The nurse staffing bill will require hospitals to form committees with 35% of the members direct care nurses and 15% other direct care staff. The committees will create “core staffing plans” that include the minimum number of full-time care staff that will be assigned to each inpatient unit, and the maximum number of patients each nurse can typically safely care for.

If signed into law, Minnesota would join eight other states with similar requirements for staffing committees, according to the American Nurses Association. California and Massachusetts have more stringent government-mandated nurse-to-patient ratios, which the Minnesota Nurses Association has sought in previous years but couldn’t rally enough political support for.

Under the bill, the health commissioner must develop a grading system to judge how well each hospital complies with its staffing plans and post the grades on the agency’s website beginning in 2027. That will require the Minnesota Department of Health to analyze and evaluate at least 136 separate hospital staffing plans. The bill also requires hospitals to publicly post emergency department wait times along with core staffing plans.

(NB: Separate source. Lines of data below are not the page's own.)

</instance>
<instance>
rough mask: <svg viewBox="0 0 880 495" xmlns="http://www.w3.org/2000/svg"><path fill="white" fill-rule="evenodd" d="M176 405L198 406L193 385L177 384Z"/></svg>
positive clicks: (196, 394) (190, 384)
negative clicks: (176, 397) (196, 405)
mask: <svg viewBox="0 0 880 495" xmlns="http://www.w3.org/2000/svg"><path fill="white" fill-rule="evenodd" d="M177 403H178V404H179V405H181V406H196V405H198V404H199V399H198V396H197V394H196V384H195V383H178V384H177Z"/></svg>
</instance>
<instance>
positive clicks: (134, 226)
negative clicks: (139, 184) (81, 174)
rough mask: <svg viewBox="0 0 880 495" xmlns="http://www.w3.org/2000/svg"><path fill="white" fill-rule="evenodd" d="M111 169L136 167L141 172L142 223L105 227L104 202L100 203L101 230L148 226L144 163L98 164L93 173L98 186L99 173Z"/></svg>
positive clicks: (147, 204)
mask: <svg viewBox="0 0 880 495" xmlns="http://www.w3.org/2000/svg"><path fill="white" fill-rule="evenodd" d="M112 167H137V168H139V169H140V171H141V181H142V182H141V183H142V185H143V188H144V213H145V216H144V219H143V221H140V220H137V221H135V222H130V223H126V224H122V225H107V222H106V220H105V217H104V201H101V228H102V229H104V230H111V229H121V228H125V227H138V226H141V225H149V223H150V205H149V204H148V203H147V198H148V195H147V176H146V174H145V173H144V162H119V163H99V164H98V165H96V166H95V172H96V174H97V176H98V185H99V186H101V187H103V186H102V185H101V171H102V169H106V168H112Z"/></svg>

In addition to staffing committees, the bill includes incentives to recruit more nurses, including a student loan forgiveness program for hospital nurses and funding for mental health support.

The Mayo Clinic has touted the advanced software it uses to make staffing decisions based on patient acuity. Other hospital leaders say they use similar software that is more effective than staffing ratios, because they can adapt when there are patients who require intensive care.

Union nurses say hospital managers routinely schedule too few nurses to save money, which forces nurses to take on more patients than they can safely handle. Nurses at two of Mayo Clinic’s rural satellite facilities said they are no exception.

“Mayo relies on last-minute, Jerry-rigging, duct-taping tactics that are not acceptable for nurses and patients,” said Kari Wilkemeyer, a nurse at Mayo Clinic’s facility in Austin, Minn., during a news conference. “There are many times when we’ve taken more than we should.”

The nurses’ union say the bill is critical to shoring up staffing levels amid a dire shortage of nurses that leads to worse patient outcomes and makes workers more vulnerable to violence.

The union points to data from the Minnesota Department of Health, which show a 33% increase in adverse health events in hospitals, such as falls, bed sores and deaths. And they point to surveys that show unsafe staffing levels are a main reason nurses cite for leaving the bedside and argue minimum staffing levels will reduce burn-out and draw more nurses back to hospitals.

Hospital leaders say there simply aren’t enough nurses to hire, and that mandatory staffing minimums will prove disastrous to their precarious finances. The Minnesota Hospital Association has warned lawmakers that the bill will result in a 15% reduction in hospital capacity, affecting 70,000 people in Minnesota.

“My question for the Legislature and the governor is where will our patients receive care if our doors closed because of the staffing mandates in this bill?” said Tori Wagner, the director of nursing at Mahnomen Health in northern Minnesota, during a Thursday news conference.